Winter time is a busy time for us at PRIDE. Over the course of the 2014 sailing season, PRIDE accumulated wear and tear performing her mission, so we make use of the winter to examine and repair the ship.
Effective winter maintenance procedures include storing all of the ship’s upper and outer spars and rigging under cover. Also, to minimize ongoing wear and tear during the winter the ship herself is covered for protection from rain and sun. Doing this has the added benefit of enabling the ship to be opened up for extra ventilation.
Our Constant Battle With Moisture
Traditionally built wooden vessels are assembled of big sections of trees. These so precisely shaped and tightly assembled sections continue to be impacted by moisture. Even when protected by paint, varnish or oil they will change their dimension as moisture changes. This movement can break down the protecting patina, so we look for and attend to that.
Also, moisture can form upon surfaces due to differing temperatures within the ship.
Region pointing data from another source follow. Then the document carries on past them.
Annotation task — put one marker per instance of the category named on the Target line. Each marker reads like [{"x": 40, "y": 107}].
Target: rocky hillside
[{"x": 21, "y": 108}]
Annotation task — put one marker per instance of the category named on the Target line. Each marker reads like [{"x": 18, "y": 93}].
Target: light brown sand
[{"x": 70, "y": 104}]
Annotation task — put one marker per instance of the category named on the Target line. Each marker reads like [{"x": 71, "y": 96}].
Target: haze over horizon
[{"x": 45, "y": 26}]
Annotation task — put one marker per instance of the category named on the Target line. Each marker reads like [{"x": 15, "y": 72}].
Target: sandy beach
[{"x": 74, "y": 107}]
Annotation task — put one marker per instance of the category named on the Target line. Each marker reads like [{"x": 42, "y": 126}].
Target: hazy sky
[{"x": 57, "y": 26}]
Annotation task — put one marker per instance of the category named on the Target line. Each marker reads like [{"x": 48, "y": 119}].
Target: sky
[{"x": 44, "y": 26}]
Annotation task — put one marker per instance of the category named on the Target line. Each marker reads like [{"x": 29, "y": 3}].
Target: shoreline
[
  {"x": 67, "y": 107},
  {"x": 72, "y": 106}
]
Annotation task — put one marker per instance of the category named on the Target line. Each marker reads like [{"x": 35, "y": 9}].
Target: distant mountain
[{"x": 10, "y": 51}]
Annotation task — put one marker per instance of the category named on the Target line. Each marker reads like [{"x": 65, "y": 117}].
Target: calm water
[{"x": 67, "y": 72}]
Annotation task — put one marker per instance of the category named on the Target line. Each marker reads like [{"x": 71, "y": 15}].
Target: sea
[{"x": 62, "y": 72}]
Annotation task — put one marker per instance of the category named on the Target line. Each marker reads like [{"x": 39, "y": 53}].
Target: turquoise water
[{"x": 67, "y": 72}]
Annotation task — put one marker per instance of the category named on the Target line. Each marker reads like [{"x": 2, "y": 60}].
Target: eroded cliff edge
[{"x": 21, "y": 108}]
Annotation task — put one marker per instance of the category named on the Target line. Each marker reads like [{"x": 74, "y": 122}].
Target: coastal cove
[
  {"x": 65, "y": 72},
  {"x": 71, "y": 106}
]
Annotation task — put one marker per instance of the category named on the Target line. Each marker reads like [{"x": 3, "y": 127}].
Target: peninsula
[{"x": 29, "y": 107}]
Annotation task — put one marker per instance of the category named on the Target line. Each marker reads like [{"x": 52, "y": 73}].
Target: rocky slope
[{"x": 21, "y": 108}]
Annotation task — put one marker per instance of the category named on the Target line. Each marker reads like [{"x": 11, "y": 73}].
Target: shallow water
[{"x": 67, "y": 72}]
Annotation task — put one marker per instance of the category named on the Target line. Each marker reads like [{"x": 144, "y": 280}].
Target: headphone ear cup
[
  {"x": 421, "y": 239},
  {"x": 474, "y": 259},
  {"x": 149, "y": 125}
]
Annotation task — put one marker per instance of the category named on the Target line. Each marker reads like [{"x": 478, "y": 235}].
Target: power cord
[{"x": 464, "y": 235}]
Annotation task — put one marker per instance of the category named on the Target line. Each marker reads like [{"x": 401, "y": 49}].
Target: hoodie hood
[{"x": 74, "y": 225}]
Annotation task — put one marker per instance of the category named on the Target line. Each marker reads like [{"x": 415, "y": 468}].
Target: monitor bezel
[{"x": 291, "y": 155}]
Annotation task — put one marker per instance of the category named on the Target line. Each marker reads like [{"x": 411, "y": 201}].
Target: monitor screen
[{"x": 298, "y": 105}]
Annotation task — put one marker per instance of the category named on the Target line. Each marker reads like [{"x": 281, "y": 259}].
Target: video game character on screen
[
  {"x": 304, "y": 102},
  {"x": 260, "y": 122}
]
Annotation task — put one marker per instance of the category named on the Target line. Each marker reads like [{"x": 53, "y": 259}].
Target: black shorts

A dry deck and upper hull planking can belie the fact that there could be condensation in spaces below the waterline (air is warm but sea is cool causes condensation at the zone of sharp change of temperature between the two air zones).
Ventilating the condensation away easily can only really be done when we are able to open the ship up below and vent to the deck. So during the winter with no risk of rain getting below due to the ship being covered the below area is opened up by opening both the upper deck hatches as well picking up cabin sole boards and opening all locker spaces that were emptied out. Fans are placed to increase the chance of circulating bilge area air.
Meanwhile, the winter crew and several dedicated volunteers, including a number of Boy Scout Troops, collaborate on attending to the spars and rigging. With extra time cosmetics on the ship will be touched up. But the priority are the spars and the rigging. After all, to cause PRIDE…weighing nearly a half of a million pounds…to sail at greats speeds in winds that have also created considerable sea requires strong and dependable spars and rigging in addition to a strung, tight, well cared for hull. We hope to ensure this strength and good condition by making use of any time the ship is not actually sailing.
The Extra Mile
If it strikes some of you that this is all pretty normal and expected, this is most appreciated. But let me provide a distinction about the amount of effort that goes into one aspect of regular maintenance for PRIDE. Consider the blocks used in the rigging. They are what is described as “rope stropped”. This term refers to a bit of cable (today this can be steel wire or synthetic braided or twisted rope) that circles the shell of the block and also the attachment hardware that may be at one or both ends of the block. This loop circling the block and hardware is called the strop. The strop must be seized to both the bock shell and the hardware at one or both ends of the block.
Doing this seizing is a precise affair and the process includes making the seizing as tight as humanly possible to account for stretch under future load that will occur when sailing the ship. I have not mentioned the preparations of the strop. That is also a very precise process. Any lack of preciseness will likely result in the block becoming able to pop out of the strop.
I won’t try to paint the picture of what kind of mayhem that event might create. After a season of sailing, the winter crew re-varnish the block shell, which requires taking apart the whole rope-stropped assembly… then putting all back together again properly for future sailing. Plenty of work merely to protect the wood block…eh?